Following a 16-minute encounter with “The Great One,” Lesnar seized the WWE Undisputed Championship, his first title with the company at that. Furthermore, at the age of 25, he became the youngest WWE world titleholder at the time. Of course, this began what became numerous successful stints with the company that included future world title and Royal Rumble victories. However, it was at SummerSlam 2002 where his true ascent began.
The Genesis of Hollywood Rock
Lesnar’s victory at SummerSlam 2002 shouldn’t take away from The Rock’s loss, however. Fans that watched live in attendance will remember “The Great One,” who wasn’t treated favorably by those very fans, took a microphone to verbally run them down.
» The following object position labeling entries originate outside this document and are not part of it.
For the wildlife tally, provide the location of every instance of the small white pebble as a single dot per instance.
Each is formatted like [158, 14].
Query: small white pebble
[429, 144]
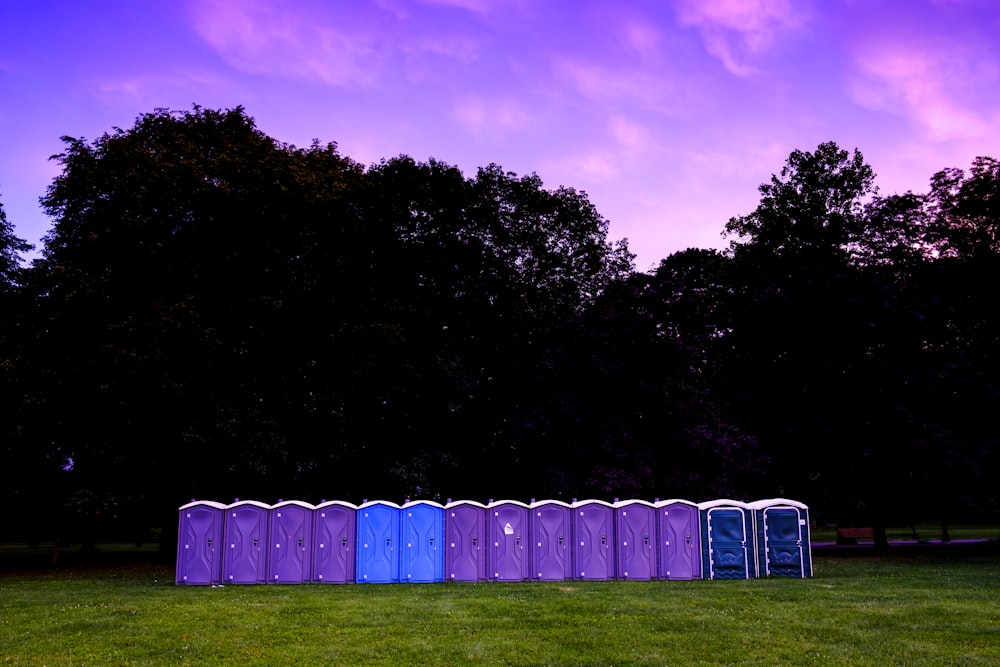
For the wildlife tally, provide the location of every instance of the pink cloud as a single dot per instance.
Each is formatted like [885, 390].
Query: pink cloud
[492, 118]
[736, 32]
[932, 85]
[263, 37]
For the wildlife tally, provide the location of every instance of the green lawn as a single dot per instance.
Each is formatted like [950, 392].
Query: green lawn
[915, 607]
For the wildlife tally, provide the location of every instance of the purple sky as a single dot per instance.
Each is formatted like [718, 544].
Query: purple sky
[668, 113]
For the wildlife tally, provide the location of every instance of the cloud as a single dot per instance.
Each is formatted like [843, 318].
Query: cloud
[934, 86]
[492, 118]
[282, 39]
[651, 90]
[736, 32]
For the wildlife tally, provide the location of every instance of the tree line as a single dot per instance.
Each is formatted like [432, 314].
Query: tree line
[216, 314]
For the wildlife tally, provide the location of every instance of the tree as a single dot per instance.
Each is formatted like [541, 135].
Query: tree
[248, 318]
[26, 462]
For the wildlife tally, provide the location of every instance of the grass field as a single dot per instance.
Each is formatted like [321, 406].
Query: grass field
[917, 606]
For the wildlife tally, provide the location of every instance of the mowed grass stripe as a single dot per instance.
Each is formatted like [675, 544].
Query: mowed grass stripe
[862, 610]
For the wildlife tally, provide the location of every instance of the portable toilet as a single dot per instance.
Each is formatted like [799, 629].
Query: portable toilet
[550, 528]
[199, 543]
[422, 544]
[465, 538]
[290, 542]
[727, 540]
[507, 524]
[593, 540]
[782, 532]
[378, 537]
[334, 538]
[635, 533]
[245, 558]
[678, 539]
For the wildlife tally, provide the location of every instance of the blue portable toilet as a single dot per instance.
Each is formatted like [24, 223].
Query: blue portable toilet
[678, 539]
[378, 541]
[245, 557]
[635, 539]
[334, 539]
[290, 542]
[550, 527]
[465, 539]
[593, 540]
[507, 524]
[727, 540]
[422, 543]
[199, 543]
[782, 532]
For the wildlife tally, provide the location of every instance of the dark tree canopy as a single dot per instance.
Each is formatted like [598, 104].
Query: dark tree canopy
[218, 314]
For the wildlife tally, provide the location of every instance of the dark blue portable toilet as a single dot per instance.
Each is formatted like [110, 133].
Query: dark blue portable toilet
[378, 541]
[199, 543]
[334, 538]
[727, 540]
[678, 539]
[422, 543]
[290, 542]
[550, 526]
[593, 540]
[782, 537]
[465, 538]
[635, 537]
[245, 557]
[507, 524]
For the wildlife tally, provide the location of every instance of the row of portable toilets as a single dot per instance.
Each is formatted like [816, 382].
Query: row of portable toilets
[335, 542]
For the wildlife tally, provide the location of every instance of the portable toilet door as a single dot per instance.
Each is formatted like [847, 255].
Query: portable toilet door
[245, 560]
[199, 543]
[593, 540]
[635, 533]
[290, 542]
[507, 523]
[550, 526]
[334, 538]
[422, 530]
[727, 540]
[378, 537]
[678, 539]
[782, 531]
[465, 536]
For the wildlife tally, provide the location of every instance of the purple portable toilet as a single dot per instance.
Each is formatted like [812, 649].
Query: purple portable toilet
[245, 560]
[199, 543]
[679, 539]
[421, 528]
[727, 540]
[782, 532]
[551, 554]
[333, 542]
[465, 528]
[290, 542]
[378, 539]
[507, 523]
[593, 540]
[635, 532]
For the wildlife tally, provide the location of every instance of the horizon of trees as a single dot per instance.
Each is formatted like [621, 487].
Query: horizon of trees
[216, 314]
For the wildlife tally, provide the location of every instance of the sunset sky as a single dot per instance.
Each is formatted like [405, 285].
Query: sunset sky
[668, 113]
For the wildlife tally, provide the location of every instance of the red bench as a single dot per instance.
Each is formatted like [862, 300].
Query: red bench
[852, 535]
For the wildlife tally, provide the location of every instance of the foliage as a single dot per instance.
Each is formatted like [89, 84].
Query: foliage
[217, 314]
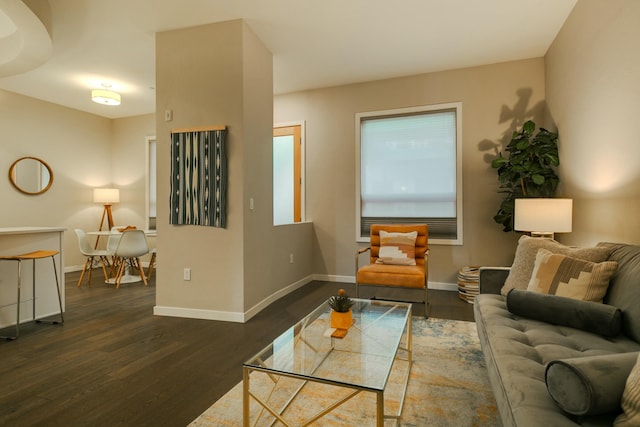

He declared that “sing-along” with him was over, effectively turning his back on the people. From there, The Rock took an extended leave from the company to focus more on acting. Wrestling fans that were in the know were aware of this as well, fueling the aforementioned negative reaction.
What this sparked, however, was one of the most interesting arcs in The Rock’s storied wrestling career. In January of 2003, he returned with a new attitude, becoming more animated and, just as notably, antagonistic toward the fans. This marked the beginning of “Hollywood Rock,” whose antics ranged from live concerts to a final battle with Steve Austin at WrestleMania XIX to even a brief feud with The Hurricane. “Hollywood Rock” was nothing short of memorable and its origins can be traced back to SummerSlam 2002.